Le rapport préliminaire, qui devrait être rendu définitif peu avant les élections européennes, en avril, signale de grandes irrégularités de la troïka, et justifie son action à plusieurs reprises. Parlant de « l’immense défit de la troïka », il défend l’idée selon laquelle « le temps s’épuisait, les obstacles légaux devaient être écartés, la peur d’une fusion du noyau de la zone euro était palpable, il fallait adopter des accords politiques... ». La possibilité de mettre en œuvre des mesures alternatives est rejetée en soutenant :
« l’assistance financière à court terme a évité une cessation de paiement désordonnée de la dette souveraine qui aurait eu des conséquences économiques et sociales extrêmement graves ainsi que des effets indirects dans d’autres pays d’une magnitude incalculable... ».
Le document signale que « due à une nature ad hoc, il n’existait pas de base juridique adéquate pour la création de la troïka sur la base du Droit primaire de l’Union ». Fait confirmé indirectement par la Commission quand elle écrit que « le modèle de la troïka a été pris en charge par le législateur de l’UE (voir l’article 7 de la Régulation de l’UE nº 472/2013) », ce qui implique qu’avant 2013, ce n’était pas le cas. Nous savons cependant que tous les programmes de la Troïka, sauf celui de Chypre, ont démarré avant cette date.
Par ailleurs, le rapport souligne la double fonction de la Commission européenne (comme agent des États et comme institution de l’Union européenne) et de la BCE (en tant que conseiller technique et créancier) dans la troïka et ses évidents conflits d’intérêt, en tant que juge et partie. Selon le traité de fonctionnement de l’UE, le mandat de la BCE est limité à la politique monétaire, et par conséquent, « la participation de la BCE dans n’importe quelle affaire en relation avec les politiques budgétaires, fiscale et structurelle se situe dans un terrain légal incertain ». D’où découle « la faible responsabilité démocratique de la troïka » dans les pays concernés.

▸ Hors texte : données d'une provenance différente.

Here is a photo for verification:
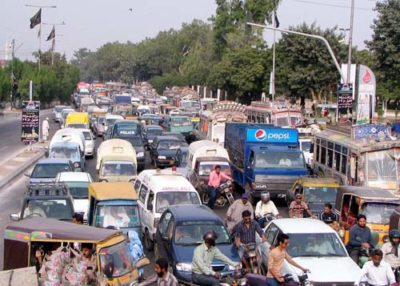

Le rapport avertit que « le mandat de la troïka a été perçu comme opaque et non transparent » et se montre particulièrement critique envers les mémorandums (Memorandum of Understanding), dont il déplore le manque de transparence dans les négociations.
La Troïka élude les questions et désigne les États comme responsables
Les présumés responsables des sauvetages, Commission européenne, BCE, FMI, Eurogroupe et Conseil européen, répondent, quand ils le font, au questionnaire envoyé par le Parlement européen de manière légère et largement insatisfaisante. Ils se rejoignent tous en rejetant la responsabilité sur les autres. Par exemple, le FMI s’est refusé à répondre en argumentant qu’il n’a pas de compte à rendre aux parlementaires, ce qui peut paraître surprenant quand on sait que c’est lui-même qui impose ses politiques aux Parlements. Herman Van Rompuy a répondu qu’il « n’est pas impliqué », alors qu’en tant que président du Conseil européen, il représente les États membres de l’UE.
Pour sa part, le président de l’Eurogroupe a évité la question en disant que les institutions de la Troïka sont les plus à mêmes de répondre, alors que dans le même temps, la BCE renvoie la balle à l’Eurogroupe : « En ce qui concerne des mesures concrètes pour des pays spécifiques, il serait plus approprié que ce soit l’Eurogroupe qui réponde ».
Tous ces responsables sont impliqués depuis des années dans les politiques d’austérité menées par les gouvernements sous le mandat opaque de la troïka. Ils appuient ces politiques en exerçant une forte pression sur ces États pour qu’ils les mettent en application. Au moment de répondre aux questions de nos représentants du Parlement européen, ils éludent leurs responsabilités et rejettent la faute sur les États dont ils ont volé la souveraineté. La CE comme la BCE l’affirme clairement : « La paternité de la conception du programme appartient aux autorités ».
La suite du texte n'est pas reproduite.